Movies of ice-embedded particles enhance resolution in electron cryo-microscopy - PubMed (original) (raw)
Movies of ice-embedded particles enhance resolution in electron cryo-microscopy
Melody G Campbell et al. Structure. 2012.
Abstract
Low-dose images obtained by electron cryo-microscopy (cryo-EM) are often affected by blurring caused by sample motion during electron beam exposure, degrading signal especially at high resolution. We show here that we can align frames of movies, recorded with a direct electron detector during beam exposure of rotavirus double-layered particles, thereby greatly reducing image blurring caused by beam-induced motion and sample stage instabilities. This procedure increases the efficiency of cryo-EM imaging and enhances the resolution obtained in three-dimensional reconstructions of the particle. Using movies in this way is generally applicable to all cryo-EM samples and should also improve the performance of midrange electron microscopes that may have limited mechanical stability and beam coherence.
Copyright © 2012 Elsevier Ltd. All rights reserved.
Figures
Figure 1
Reduced image blurring with movie frame alignment. (A) An example of an image that experienced blurring due to a sample shift of about 10 Å. The white vectors indicate direction and amount of particle rotations measured between the first and last four frames of the recorded 16-frame movie. (B) The same image as in (A) after frame alignment based on the shifts measured for the DLP highlighted by the arrow.

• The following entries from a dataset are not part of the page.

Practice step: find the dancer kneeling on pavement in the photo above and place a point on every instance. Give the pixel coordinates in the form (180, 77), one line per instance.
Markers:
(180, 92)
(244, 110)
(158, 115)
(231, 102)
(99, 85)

The white vectors indicate direction and amount of particle shifts measured between the first and last four frames of the movie. Additionally, shifts of the carbon support film were measured in four different locations using correlation maps between patches of 512 × 512 pixels of the four-frame averages. (C) Thon ring pattern (right) calculated from the image in (A) showing loss of contrast (arrow indicates the weaker or missing Thon rings) in one direction due to the sample motion, and fitted pattern (left) using the computer program CTFFIND3 (Mindell and Grigorieff, 2003). The fit extends to a resolution of 5 A and corresponds to a defocus of 1.1 μm. (D) Thon ring pattern and fit after frame alignment (image shown in (B)). The extension of the rings is now nearly isotropic (indicated by the arrow).
Figure 2
Histograms of the particle rotations and shifts measured by motion tracking using movies. There is no significant difference in the distributions of the whole data set (1,915 particles, light gray) and the best 42% of the data (807 particles, dark gray). Particle motions are measured between averages of frames 1 – 4 and 5 – 8 (A, B), and between 1 – 4 and 13 – 16 (C, D). Each distribution is fitted with a Rayleigh distribution to determine its maximum λ (the median motion value).
Figure 3
Improvement in resolution with frame alignment. (A) The difference between the natural logarithm of the average structure factors F (dotted lines) of DLP reconstructions obtained with and without frame alignment, as a function of squared reciprocal resolution. The plots allow estimation by a linear fit of the B-factor reduction obtained with shift alignment (red line) and additional rotational alignment (purple line). (B) FSC curves for reconstructions of icosahedrally averaged reconstructions of DLP and rotavirus VP6 coat protein after additional 13-fold non-icosahedral averaging, calculated using data from all 16 movie frames. The dotted and solid lines correspond to DLP and VP6 reconstructions, respectively, while blue, red and purple correspond to reconstructions obtained without frame alignment, with shift alignment, and with both shift and rotational alignment, respectively.
Figure 4
Comparison of density maps. (A) α-helical region of the VP6 density calculated using images derived from movies by simple frame averaging without motion tracking. Density for some of the larger amino acid side chains is visible. (B) Same as in (A) but with shift alignment of the movie frames to reduce blurring in the images. The side-chain density is significantly stronger compared to (A). (C) Same as in (A) but with additional rotational alignment of the movie frames taken into account during 3D reconstruction. (D) Same as in (A) for the map published in 2008 (EMDB 1461). The crystal structure of VP6 (PDB ID: 3KZ4, McClain et al., 2010) is superimposed on the density in (A) – (D) to aid interpretation of the features. For accurate comparison, the maps in (A), (B) and (C) were scaled to match the rotationally averaged amplitude spectrum of the map in (D) and contoured at the same density threshold as in (D) using UCSF Chimera (Goddard et al., 2007).